Let's see how to do boosting with the following steps:
- Get your data on a canvas and partition it.
- Create a Neural Net model for the data.
- Run the Neural Net model with a Random seed set to 5000.
- Connect an Analysis node and run it with Coincidence matrices checked – you will see that the testing accuracy is 81% and the overall accuracy is 80%.
- Now, boost the Neural Net model. For this, go to the Neural Net model and edit it. Go to Objectives under Build options and click on Enhance model accuracy (boosting). Boosting can be used with any size of dataset. The idea here is that we're building successive models that are built to predict the misclassifications of earlier models. So, basically, we end up building a model. There'll be some errors, so a second model should be built where the errors of the first model are given more weight so that we're able to understand them better. Then, when we build a second model, there are going to be errors, so we end up building a third model where the errors of the second model are given more weight again so that we try to understand them better, and so forth. Whenever you're doing boosting and bagging, you always have to make sure you have a training and a testing dataset because there's a very good chance that you're going to capitalize on chance, and that you might find sample-specific information because we're focusing on the errors that we're finding within that specific sample. We'll now click on Run.

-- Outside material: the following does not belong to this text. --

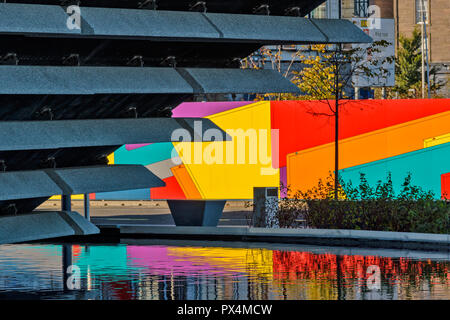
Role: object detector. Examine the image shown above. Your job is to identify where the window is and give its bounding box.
[416,0,428,23]
[353,0,369,18]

- Let's take a look at our generated model:
The first tab that we have here in our generated model is showing us what the Ensemble model looks like: that's combining the 10 models that we've created. You can see its overall accuracy is about 98%: that's the model that's been chosen as the best model. You can also see what the reference model is—that would be the first model that was built—and then you can see the naive model and, really, that's no model, that's just where we're predicting the mode or the most common response.

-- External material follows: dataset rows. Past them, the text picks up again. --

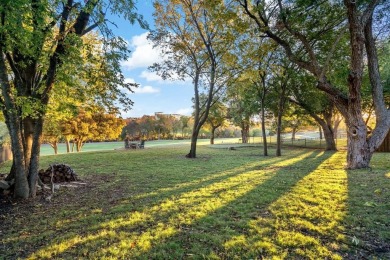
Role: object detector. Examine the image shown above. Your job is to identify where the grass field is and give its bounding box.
[0,143,390,259]
[41,136,346,155]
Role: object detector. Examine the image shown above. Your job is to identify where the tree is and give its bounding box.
[289,70,340,151]
[236,0,390,169]
[150,0,239,158]
[0,0,143,198]
[205,99,227,144]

- Let's go down to the second icon:
Here, you can see the Predictor Importance. Across the 10 models that we ended up building, we can see that the Premier variable was the most important predictor and then you can see what the other predictors were in terms of their order of importance. This is the same kind of information that we would see typically with a general Neural Net model, but this information comes from across all the different models that we built.
- If we go down to the next icon we can see Predictor Frequency:
This shows us how frequently each one of the different predictors was used in the model. For a Neural Net model this is not so interesting because Neural Net models generally do not drop predictors, but if we had a decision tree model, for example, this could be a little more interesting because there you do drop predictors.
- Let's go down to the next tab:
The preceding screenshot is showing us the level of accuracy of the model. You can see that it flattens out and, at some point, there's no longer much of an improvement. In this case, it's a gradual increase in terms of accuracy. Sometimes, in some models, you see perhaps five models that there's a huge jump in accuracy and then it just stabilizes. Maybe you wouldn't necessarily need to build any more models. In our case, we ended up building 10 models. Our overall accuracy was extremely high. If we had seen much lower accuracy, perhaps because we saw a gradual increase, maybe we would want to use 15 models instead of 10, for example. That's where you would see this kind of information.
- Let's scroll down a little further and let's see the final table:
Here, we can see the number of predictors and we can also see the number of cases that we had in the model as well. Finally, we see the number of synapses, which are basically the number of weights or the number of connections that we have within this model. So, you can see how well each one of these individual models is doing. Each new version of a model is giving more weight to where we had more errors in the data and that's basically the idea here.
- Run the Analysis node, finally, and you can see that for the training dataset the overall accuracy was about 98%. But in the testing dataset the overall accuracy was about 80% that's what we really care about, the testing dataset. In this case, we see that there's a big difference between training and testing and that's generally going to be the situation when talking about boosting models.
Make sure that whatever result you get is really worth it, and that it's really an improvement over just running the model on its own. In this case, when we just ran one model, remember that the overall accuracy on the testing data set was at about 80%; that's what we have here. So really, boosting didn't do much for us in this particular situation. In other situations, it certainly can, but again you want really to be able to weigh that, and in this case boost seemed to be probably not really worth it for us in this situation.